NCI-Supported Research Programs
Many NCI-funded researchers working at the NIH campus and across the United States and the world are seeking ways to address multiple myeloma and other plasma cell neoplasms more effectively. Some research is basic, exploring questions as diverse as the biological underpinnings of cancer. And some is more clinical, seeking to translate this basic information into improving patient outcomes. The programs listed below are a small sampling of NCI’s research efforts in multiple myeloma and related plasma cell tumors.
The Multiple Myeloma Specialized Programs of Research Excellence (Myeloma SPOREs) are designed to quickly move basic scientific findings into clinical settings. The Myeloma SPOREs support the development of new treatments for multiple myeloma and related, rarer conditions such as Waldenstrom’s macroglobulinemia.
The National Clinical Trials Network funds clinical trials testing new treatments for multiple myeloma as well as precursor conditions such as smoldering myeloma.
The Cancer Intervention and Surveillance Modeling Network (CISNET) is a consortium of NCI-sponsored investigators who use simulation modeling to improve our understanding of cancer control interventions in prevention, screening, and treatment and their effects on population trends in incidence and mortality. Investigators within CISNET’s Multiple Myeloma Working Group are developing such models to assess the value of guideline-recommended therapies and novel intervention strategies for myeloma prevention and control.
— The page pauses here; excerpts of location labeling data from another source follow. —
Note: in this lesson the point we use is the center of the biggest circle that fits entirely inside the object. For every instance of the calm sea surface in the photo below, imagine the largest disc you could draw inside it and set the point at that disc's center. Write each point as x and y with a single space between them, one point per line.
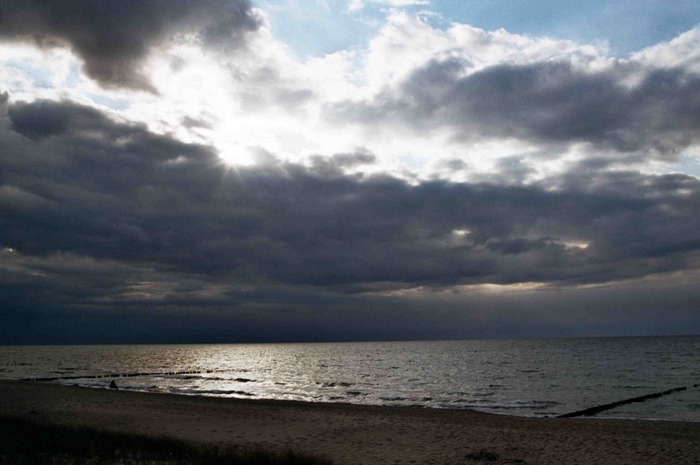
517 377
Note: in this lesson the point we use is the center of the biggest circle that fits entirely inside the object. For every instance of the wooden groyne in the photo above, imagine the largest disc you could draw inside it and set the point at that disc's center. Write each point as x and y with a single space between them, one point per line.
601 408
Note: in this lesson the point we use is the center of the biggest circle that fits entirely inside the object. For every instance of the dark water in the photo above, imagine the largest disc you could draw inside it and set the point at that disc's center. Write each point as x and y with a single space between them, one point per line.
517 377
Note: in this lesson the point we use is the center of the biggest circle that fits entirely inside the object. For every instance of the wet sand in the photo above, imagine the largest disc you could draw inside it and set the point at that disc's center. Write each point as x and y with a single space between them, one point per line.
354 434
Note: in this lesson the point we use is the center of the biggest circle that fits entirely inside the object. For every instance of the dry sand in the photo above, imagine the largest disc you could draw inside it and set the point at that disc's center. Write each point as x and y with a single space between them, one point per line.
353 434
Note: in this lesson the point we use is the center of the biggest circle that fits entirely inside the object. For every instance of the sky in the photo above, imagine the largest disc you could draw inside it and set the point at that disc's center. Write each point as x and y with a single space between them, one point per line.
181 171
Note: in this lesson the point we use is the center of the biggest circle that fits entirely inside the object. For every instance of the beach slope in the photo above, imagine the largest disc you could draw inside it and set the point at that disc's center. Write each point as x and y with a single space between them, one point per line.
353 434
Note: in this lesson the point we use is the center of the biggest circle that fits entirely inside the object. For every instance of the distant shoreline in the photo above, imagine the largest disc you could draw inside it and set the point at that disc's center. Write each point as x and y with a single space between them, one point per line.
356 434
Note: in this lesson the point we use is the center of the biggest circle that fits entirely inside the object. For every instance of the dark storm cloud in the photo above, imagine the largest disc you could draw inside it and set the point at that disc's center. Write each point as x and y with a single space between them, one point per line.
76 182
114 37
550 102
102 219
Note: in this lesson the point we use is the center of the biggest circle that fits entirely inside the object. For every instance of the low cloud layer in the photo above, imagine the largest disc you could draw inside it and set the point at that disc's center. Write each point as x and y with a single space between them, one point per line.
114 38
620 108
145 214
437 183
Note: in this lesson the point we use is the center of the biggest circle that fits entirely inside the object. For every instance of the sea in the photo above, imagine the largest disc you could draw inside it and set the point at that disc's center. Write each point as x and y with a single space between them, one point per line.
530 377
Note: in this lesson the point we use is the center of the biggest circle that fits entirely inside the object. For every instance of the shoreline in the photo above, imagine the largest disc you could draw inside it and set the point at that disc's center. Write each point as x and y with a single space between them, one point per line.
356 434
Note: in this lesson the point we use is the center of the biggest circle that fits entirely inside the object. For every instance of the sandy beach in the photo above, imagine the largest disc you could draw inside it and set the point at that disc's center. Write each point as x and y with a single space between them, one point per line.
352 434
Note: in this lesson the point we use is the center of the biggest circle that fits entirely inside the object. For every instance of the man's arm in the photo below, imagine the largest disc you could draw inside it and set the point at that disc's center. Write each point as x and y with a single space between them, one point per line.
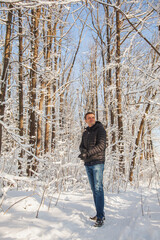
101 143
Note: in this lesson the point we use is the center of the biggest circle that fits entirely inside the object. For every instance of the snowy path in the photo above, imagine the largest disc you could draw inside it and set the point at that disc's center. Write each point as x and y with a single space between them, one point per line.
70 218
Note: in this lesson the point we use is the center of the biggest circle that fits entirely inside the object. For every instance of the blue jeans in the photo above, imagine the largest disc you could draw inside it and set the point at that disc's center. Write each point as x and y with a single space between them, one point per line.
95 176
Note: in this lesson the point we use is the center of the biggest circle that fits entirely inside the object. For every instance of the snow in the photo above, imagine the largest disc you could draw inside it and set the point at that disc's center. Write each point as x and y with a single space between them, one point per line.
130 215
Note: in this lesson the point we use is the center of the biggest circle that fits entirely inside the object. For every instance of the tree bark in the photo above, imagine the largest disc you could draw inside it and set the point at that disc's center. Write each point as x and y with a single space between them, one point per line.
7 53
20 83
118 94
32 163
The Genomic Data Commons (GDC) provides the cancer research community with a unified repository and cancer knowledge base that enables data sharing across cancer genomic studies in support of precision medicine. The Multiple Myeloma Research Foundation has made genomic data from a large clinical trial of precision medicine for multiple myeloma, called The Relating Clinical Outcomes in Multiple Myeloma to Personal Assessment of Genetic Profile study (CoMMpassSM) available to the research community through the GDC.
Clinical Trials for Multiple Myeloma and Other Plasma Cell Cancers
NCI funds and oversees both early- and late-phase clinical trials to develop new treatments and improve patient care. Treatment clinical trials are available for multiple myeloma and other plasma cell cancers.